OCCData09<-BLS09 %>% group_by(`OCC_CODE`)  %>% tally(JOBS_1000) %>%select(OCC_CODE, n)
OCCData18<-BLS18 %>% group_by(`OCC_CODE`)  %>% tally(JOBS_1000) %>%select(OCC_CODE, n)
OCCDataDelta <- OCCData18 %>% inner_join (OCCData09,by=c("OCC_CODE"),name="priorN") %>% mutate(change=n.x/n.y) %>% right_join(BLS18 %>% select(OCC_CODE,OCC_TITLE) %>% distinct(), by = c("OCC_CODE")) %>% select(OCC_TITLE,change)

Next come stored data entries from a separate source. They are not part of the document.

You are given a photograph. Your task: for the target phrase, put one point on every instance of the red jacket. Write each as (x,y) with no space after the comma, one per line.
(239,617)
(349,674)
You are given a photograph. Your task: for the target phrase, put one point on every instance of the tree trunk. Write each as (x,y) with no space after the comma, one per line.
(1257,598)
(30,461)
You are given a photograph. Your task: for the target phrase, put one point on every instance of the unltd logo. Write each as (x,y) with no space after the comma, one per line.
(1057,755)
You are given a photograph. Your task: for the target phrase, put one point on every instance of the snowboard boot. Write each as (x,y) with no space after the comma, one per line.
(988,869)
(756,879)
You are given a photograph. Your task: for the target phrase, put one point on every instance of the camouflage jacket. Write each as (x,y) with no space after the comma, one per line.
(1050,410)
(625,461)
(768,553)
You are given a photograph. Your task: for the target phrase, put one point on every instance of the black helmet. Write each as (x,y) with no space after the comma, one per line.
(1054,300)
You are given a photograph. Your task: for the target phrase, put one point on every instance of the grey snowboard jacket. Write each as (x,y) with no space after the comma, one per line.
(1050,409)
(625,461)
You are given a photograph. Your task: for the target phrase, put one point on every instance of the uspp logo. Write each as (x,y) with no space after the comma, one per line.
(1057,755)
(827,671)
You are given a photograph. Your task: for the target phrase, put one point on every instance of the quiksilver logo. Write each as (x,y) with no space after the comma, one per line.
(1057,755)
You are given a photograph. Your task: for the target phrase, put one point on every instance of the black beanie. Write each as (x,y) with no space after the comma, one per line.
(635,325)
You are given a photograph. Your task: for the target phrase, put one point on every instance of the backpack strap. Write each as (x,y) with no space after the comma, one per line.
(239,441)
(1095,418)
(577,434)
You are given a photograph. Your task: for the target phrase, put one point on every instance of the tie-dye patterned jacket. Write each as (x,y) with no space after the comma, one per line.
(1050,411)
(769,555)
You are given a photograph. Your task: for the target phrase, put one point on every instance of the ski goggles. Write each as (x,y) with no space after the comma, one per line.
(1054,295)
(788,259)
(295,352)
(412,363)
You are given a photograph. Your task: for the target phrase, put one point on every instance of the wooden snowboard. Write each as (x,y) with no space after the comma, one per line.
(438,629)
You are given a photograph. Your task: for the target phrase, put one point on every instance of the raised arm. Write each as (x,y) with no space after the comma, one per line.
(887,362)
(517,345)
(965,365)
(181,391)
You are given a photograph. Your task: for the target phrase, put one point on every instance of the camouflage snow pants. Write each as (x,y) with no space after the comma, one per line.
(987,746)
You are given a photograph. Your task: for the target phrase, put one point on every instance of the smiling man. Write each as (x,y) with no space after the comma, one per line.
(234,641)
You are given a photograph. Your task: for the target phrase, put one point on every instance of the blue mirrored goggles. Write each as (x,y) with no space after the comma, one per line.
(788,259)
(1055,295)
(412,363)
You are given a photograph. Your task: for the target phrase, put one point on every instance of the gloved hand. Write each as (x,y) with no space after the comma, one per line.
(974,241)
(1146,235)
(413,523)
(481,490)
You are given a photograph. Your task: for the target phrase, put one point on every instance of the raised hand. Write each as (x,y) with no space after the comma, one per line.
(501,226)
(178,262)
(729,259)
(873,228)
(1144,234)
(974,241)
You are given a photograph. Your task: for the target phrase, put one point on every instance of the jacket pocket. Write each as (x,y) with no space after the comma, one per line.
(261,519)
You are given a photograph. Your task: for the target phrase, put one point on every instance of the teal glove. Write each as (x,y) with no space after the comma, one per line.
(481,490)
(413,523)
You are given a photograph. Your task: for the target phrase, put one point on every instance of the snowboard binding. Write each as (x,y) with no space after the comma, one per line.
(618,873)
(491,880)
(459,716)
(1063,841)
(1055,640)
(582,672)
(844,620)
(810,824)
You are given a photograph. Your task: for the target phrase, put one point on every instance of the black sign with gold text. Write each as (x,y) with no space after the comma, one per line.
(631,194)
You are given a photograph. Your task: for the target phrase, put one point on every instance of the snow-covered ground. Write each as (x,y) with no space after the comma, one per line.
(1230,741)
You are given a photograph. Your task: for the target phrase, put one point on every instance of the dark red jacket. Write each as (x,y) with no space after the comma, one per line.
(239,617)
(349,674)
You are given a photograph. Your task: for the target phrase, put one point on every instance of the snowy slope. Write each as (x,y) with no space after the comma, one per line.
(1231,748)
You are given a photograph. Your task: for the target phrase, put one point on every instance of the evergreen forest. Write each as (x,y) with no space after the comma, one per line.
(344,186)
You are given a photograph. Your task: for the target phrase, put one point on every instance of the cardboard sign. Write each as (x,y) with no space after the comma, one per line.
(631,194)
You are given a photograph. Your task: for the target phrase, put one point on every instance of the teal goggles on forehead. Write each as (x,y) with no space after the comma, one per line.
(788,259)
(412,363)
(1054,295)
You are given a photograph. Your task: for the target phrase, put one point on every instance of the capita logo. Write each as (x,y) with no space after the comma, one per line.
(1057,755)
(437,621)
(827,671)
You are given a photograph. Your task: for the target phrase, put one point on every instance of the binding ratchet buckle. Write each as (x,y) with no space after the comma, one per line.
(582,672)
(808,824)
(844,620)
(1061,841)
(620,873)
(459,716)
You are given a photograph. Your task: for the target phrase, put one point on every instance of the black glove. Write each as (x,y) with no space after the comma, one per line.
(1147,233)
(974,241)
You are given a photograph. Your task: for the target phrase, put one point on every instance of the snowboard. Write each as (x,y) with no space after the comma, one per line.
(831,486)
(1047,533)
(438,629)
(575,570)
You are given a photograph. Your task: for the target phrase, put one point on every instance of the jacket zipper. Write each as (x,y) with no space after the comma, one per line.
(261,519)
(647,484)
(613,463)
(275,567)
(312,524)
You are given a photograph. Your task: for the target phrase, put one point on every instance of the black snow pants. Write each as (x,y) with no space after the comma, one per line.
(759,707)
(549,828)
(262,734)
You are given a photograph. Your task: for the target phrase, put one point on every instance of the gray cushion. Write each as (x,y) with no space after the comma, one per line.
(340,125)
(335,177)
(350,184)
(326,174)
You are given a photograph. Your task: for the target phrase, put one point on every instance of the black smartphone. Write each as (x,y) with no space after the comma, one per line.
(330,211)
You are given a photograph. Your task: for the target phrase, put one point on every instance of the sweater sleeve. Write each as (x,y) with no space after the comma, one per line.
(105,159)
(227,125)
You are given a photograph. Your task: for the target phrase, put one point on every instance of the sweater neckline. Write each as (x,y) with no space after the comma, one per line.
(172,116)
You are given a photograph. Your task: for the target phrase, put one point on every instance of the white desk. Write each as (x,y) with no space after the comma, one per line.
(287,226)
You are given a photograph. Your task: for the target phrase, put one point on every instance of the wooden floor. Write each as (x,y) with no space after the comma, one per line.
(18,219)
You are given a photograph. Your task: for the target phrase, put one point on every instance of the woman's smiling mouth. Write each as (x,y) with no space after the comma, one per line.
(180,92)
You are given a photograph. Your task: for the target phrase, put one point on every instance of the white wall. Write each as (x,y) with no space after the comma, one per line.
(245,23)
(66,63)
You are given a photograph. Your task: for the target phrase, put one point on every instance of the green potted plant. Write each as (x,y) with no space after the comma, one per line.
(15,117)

kable(head(OCCDataDelta%>% arrange(change),10))
OCC_TITLE change
Locomotive Firers 0.0000000
Model Makers, Wood 0.0431655
Fabric Menders, Except Garment 0.0909091
Timing Device Assemblers and Adjusters 0.1090909
Entertainment Attendants and Related Workers, All Other 0.1186025
Patternmakers, Wood 0.1291866
Manufactured Building and Mobile Home Installers 0.1820470
Funeral Service Managers 0.2228232
Telephone Operators 0.2379895
Helpers–Roofers 0.2572308
kable(head(OCCDataDelta%>% arrange(desc(change)),10))
OCC_TITLE change
Subway and Streetcar Operators Inf
Radio, Cellular, and Tower Equipment Installers and Repairers 4.380591
Human Resources Specialists 2.825016
Personal Care Aides 2.666869
Social Sciences Teachers, Postsecondary, All Other 2.403361
Tire Builders 2.353550
Astronomers 2.329268
Airfield Operations Specialists 2.109386
Financial Examiners 2.059019
Manicurists and Pedicurists 2.048853

Looking at these, one can see that there are broader technological and sociological changes that aren’t automation per se, such as a decline in telephone operators.